The Civil War was carried on by other means, according to a certain interpretation of Jesse James, the KKK, moonshiners versus revenoors, etc.
After that, the tide will turn rapidly.
Yes, but never to a level approaching that of even a small but robust insurgency.
I wouldn’t call it going gaga, but rather sober reflection and assessment.
This has nothing to do with Dorner. If authorities were after the devil himself I wouldn’t allow them more license than for the next suspect. You trivialize wrongs done by the cops by framing it as us worshiping the irrelevant Dorner.
And monkeys may fly out of my butt.
I believe that Lee was trying to get Britain to intervene, to come in on his side.
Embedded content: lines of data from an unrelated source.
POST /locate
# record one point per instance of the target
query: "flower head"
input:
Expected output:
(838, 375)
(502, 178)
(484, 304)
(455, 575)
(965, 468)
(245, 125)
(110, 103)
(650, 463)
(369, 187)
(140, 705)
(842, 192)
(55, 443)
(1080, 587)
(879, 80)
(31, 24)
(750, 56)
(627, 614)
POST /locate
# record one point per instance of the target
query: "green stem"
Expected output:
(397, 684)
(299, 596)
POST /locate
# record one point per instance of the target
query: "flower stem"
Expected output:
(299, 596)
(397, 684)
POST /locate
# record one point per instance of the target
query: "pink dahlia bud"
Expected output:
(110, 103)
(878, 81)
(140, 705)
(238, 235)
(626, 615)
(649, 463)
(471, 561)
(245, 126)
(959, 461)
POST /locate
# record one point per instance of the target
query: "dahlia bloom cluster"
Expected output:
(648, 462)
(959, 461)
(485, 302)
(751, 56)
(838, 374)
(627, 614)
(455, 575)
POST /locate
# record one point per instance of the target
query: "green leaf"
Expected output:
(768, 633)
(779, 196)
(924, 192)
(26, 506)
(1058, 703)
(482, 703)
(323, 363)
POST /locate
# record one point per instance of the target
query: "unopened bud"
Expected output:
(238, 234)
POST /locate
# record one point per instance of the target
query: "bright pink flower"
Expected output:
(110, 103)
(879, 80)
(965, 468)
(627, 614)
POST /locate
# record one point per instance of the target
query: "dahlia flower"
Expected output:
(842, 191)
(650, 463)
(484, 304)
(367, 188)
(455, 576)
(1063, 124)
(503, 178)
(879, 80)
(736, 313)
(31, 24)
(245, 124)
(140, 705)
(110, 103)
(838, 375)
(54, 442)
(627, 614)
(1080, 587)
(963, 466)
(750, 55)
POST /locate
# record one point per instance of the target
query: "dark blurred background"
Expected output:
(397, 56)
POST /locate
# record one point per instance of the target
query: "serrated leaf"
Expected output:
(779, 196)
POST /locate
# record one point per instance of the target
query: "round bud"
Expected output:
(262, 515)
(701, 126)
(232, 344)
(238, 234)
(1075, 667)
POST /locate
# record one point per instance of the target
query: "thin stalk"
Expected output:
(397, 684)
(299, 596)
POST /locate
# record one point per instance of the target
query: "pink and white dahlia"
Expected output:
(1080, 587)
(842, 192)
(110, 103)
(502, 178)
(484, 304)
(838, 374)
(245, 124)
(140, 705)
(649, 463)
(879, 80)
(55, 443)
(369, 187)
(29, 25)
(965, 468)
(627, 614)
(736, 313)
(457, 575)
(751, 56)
Had he done what you suggest, it would have been very different, wouldn’t it?
I don’t know how that would have worked with Sherman though.
This article, despite the headline, had nothing good to say about Dorner. It wasn’t really even about that guy. It was about how unprepared and unable this country is going to be to fight an asymmetrical civil war should it try to confiscate firearms and shred the second amendment.
The article suggests that a lot of people are a lot more loyal to the second amendment and the Constitution than they are to the government itself.
You don’t understand “collateral damage.” The ambushing and killing was not collateral. It was deliberate murder.